Według Błaszczaka, projekt ma na celu wzmocnienie wpływów partii rządzącej w aparacie państwowym.

Szczególne zagrożenie poseł PiS widzi w likwidacji egzaminu, który ma zostać zastąpiony naborem. Błaszczak podkreślił, że taka formuła, jest praktykowana w samorządzie i niesie ze sobą mnóstwo zagrożeń, a przede wszystkim zagrożenie kumoterstwa.

Poseł zwrócił uwagę, że komisję przeprowadzającą nabór powoływać będą - według projektu - ci, którzy już pracują w urzędzie.

W ocenie Błaszczaka zmieniana ustawa o służbie cywilnej powinna odnosić się do sprawy zbyt niskich wynagrodzeń w tym sektorze.

Poseł tłumaczył, że w administracji rządowej pracują z reguły ludzie młodzi, którzy po nabyciu doświadczenia odchodzą do pracy poza sektor publiczny ze względu na to, że są tam oferowane znacznie lepsze warunki, pensja jest dwa, a może nawet trzy razy wyższa niż w administracji rządowej. Zdaniem Błaszczaka, z tego powodu z sektora rządowego odchodzą najbardziej wartościowi pracownicy.
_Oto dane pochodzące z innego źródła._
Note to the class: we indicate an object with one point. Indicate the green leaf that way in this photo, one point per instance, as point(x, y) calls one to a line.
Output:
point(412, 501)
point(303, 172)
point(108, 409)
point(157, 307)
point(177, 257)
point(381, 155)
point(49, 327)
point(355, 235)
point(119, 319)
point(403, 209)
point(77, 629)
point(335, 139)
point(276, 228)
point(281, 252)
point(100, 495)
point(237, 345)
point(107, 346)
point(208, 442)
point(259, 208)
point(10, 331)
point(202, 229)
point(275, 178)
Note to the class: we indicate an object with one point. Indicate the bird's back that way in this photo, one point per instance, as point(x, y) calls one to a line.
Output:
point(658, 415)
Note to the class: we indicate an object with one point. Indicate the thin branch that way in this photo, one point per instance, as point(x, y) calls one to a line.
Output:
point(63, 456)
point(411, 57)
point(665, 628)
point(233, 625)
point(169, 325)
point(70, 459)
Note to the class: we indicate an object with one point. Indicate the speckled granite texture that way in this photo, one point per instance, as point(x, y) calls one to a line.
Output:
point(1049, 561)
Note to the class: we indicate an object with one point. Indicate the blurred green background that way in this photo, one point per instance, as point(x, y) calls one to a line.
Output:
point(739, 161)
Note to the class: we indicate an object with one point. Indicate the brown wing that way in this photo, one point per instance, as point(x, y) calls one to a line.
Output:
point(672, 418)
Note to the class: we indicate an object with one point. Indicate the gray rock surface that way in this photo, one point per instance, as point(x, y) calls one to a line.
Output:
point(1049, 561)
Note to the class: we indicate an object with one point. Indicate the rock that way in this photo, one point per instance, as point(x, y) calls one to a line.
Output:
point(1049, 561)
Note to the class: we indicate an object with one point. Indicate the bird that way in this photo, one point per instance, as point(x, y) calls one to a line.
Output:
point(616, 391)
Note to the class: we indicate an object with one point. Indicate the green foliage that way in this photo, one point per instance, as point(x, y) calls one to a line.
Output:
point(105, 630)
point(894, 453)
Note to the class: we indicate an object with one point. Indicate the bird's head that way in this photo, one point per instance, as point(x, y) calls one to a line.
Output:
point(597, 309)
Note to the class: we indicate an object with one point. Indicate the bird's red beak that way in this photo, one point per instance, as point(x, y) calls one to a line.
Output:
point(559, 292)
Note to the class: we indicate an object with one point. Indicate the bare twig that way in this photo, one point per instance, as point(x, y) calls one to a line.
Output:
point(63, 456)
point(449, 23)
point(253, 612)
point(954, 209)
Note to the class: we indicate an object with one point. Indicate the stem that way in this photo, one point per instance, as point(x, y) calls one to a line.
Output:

Poseł PiS oprócz wniosku o odrzucenie projektu, złożył również poprawki do niego. Jak tłumaczył później, zdaje sobie sprawę, że ze względu na sejmową większość wniosek w sprawie odrzucenia projektu nie ma szans.

PiS nie chce m.in. likwidacji egzaminów do służby cywilnej. Egzamin ma przede wszystkim taką przewagę nad naborem, że toczy się wedle uniwersalnych kryteriów, a nie kryteriów dobieranych w zależności od tego, kto aspiruje do danego stanowiska urzędniczego - mówił Błaszczak.

Poseł powiedział, że PiS zaproponował również poprawkę do projektu zakładającą stworzenie wieloletniego planu dotyczącego strategii zarządzania kadrami w administracji publicznej.

Błaszczak tłumaczył, że podobne plany działają m.in. w służbach mundurowych.

Rząd skupił się na zniszczeniu tego, co zaproponował PiS - w ten sposób intencje projektu zmiany ustawy o służbie cywilnej odczytała posłanka PiS Małgorzata Sadurska. Jak przekonywała, rząd PiS-u włożył wiele trudu w stworzenie bardzo profesjonalnej administracji.